I sever my name and hell still breaks
my dead father. My move away
from his name, not a move

away from him, but from you,
lion eyed icon. What little
I have earned being a “Frederick.”

Distance from pain
Leathering my back or knees—:
I buckle at traffic, long lines

of coffee drinkers at a café,
or the rude woman on her phone
in the store, so damn loud. I am far

from your anguish bending planks
for white folks so they can live
right, but also far from the boy

who grew up in a one room matchbox.
We drove out the roaches
but couldn’t stop the rats

or San Francisco housing hikes:—
public housing requests,
those deadlines, circled blood

and scribbled prayers on calendars
alongside birthdays.
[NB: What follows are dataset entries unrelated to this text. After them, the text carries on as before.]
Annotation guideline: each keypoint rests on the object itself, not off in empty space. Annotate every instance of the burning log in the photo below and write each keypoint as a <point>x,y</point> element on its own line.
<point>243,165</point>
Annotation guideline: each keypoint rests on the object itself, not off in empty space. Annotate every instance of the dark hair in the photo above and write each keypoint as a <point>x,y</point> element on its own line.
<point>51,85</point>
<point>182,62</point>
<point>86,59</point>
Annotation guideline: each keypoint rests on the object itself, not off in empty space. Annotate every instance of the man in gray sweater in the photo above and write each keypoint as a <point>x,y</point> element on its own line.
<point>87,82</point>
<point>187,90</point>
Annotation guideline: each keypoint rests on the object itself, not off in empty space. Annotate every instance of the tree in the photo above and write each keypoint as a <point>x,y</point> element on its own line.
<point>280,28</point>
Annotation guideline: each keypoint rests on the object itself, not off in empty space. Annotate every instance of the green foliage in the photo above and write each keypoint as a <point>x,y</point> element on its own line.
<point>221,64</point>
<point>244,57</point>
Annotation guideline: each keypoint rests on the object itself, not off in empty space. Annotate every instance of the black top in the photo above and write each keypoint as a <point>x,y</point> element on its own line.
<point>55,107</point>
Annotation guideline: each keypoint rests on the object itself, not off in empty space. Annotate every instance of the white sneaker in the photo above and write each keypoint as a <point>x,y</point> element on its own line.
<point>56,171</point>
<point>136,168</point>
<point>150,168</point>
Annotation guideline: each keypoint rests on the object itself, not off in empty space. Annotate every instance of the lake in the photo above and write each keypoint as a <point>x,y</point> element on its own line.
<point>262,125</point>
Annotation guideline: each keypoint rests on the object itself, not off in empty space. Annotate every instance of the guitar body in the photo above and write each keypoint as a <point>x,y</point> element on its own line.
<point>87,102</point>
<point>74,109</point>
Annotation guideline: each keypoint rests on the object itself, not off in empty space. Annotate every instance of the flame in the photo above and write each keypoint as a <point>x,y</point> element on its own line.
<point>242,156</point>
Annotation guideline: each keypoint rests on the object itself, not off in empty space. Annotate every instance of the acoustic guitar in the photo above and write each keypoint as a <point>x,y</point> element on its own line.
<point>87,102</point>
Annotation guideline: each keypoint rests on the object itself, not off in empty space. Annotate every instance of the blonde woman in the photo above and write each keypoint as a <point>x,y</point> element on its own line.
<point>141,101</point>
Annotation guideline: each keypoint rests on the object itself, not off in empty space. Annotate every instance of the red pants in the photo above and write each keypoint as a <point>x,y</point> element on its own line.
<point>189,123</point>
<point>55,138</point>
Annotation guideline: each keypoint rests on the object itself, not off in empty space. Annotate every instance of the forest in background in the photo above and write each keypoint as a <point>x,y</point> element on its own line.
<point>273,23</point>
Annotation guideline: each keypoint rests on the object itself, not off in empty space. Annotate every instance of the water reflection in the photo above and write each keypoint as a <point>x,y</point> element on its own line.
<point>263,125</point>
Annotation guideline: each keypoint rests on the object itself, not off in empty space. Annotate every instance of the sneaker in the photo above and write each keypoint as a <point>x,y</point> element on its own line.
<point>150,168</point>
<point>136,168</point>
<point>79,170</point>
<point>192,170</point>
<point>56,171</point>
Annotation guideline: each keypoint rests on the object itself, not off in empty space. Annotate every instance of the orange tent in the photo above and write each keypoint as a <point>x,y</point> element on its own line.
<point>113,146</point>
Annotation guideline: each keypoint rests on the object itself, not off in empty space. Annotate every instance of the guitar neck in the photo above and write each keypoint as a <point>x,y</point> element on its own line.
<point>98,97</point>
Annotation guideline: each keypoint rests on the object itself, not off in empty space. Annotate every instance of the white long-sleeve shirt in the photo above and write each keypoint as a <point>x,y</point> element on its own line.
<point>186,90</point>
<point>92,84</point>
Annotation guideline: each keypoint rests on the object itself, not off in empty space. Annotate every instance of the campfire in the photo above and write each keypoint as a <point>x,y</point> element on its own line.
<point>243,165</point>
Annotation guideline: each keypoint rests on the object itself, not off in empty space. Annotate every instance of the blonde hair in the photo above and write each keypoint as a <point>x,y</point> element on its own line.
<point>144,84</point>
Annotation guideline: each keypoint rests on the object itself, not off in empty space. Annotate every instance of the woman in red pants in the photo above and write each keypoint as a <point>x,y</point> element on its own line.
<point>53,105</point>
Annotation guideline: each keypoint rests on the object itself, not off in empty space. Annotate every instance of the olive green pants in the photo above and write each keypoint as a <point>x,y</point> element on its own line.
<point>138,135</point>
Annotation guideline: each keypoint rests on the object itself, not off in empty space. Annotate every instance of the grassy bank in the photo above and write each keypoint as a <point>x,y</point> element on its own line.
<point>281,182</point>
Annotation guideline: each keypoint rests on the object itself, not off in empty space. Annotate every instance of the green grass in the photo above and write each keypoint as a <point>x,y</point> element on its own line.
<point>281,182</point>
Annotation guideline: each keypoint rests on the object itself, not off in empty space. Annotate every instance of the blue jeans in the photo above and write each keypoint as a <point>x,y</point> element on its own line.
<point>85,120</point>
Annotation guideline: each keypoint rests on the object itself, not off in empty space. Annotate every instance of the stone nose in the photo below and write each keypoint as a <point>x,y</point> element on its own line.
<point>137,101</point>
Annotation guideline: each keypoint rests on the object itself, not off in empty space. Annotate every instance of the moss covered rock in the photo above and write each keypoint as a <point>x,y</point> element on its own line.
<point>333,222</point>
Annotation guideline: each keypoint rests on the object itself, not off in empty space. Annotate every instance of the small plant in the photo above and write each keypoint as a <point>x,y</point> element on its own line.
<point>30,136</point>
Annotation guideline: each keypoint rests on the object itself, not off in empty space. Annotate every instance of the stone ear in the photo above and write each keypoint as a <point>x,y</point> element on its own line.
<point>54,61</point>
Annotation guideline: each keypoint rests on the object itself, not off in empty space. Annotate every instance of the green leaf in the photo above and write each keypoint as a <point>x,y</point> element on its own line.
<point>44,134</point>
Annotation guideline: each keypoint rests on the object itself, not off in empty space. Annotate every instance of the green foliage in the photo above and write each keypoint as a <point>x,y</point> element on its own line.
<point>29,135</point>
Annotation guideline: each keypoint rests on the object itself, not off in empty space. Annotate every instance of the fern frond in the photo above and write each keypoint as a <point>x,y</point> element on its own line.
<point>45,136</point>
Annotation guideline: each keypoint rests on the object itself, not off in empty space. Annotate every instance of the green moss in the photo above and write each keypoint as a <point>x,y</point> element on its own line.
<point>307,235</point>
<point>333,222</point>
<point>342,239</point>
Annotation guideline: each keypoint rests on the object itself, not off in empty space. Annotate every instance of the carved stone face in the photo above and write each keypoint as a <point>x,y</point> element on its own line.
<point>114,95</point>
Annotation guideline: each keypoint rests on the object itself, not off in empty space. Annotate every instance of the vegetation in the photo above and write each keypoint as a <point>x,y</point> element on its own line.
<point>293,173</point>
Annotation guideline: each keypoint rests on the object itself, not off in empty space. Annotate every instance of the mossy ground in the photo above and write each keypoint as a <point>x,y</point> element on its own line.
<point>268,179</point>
Maybe the isolated “F”
was for “fight,” the temperament

a scared and broke boy takes
on when the odds have beady eyes
that scatter when the lights “flick.”

“F” for “food fabricated” out of thin
boxes our church delivered to us.
“F” for food stamps or for tacos (I know

that doesn’t start with “F” but fuckin’
good does). “F” for freezer-burned memory
because I just hung up the phone

with my sister and we cursed
our sick mother into a fine
paste, who the “F” does she think she is?

“F” for the privilege I “force”
“fling” “forge” :—
“F” for “forgetful” :—

“F” for “frequency” (and the lack
there of ):— “F” for all
the “flavors” I will miss

when mom’s body calls
“finished” before she’s ready,
when her strength no longer “formidable.”

At this rate I will only be able
to say “failure” “frail” “feeble” “frayed”
and it will mean me:—

not her, not my father,
and Mr. Douglass,
definitely, not you.

ABOUT THE AUTHOR

F. Douglas Brown is the author of Icon (Writ Large Press 2018), and Zero to Three (University of Georgia Press 2014), winner of the 2013 Cave Canem Prize. He also co-authored with poet Geffrey Davis, Begotten (Upper Rubber Boot Books 2016), a chapbook of poetry published as part of URB's Floodgate series. Brown, an educator for over 20 years, teaches English at Loyola High School of Los Angeles, an all-boys Jesuit school, and holds fellowships from Cave Canem and Kundiman. He is the co-founder and curator of un::fade::able, a quarterly poetry reading series which honors the legacy of Sandra Bland while examining restorative justice, and ways to address racism through poetry.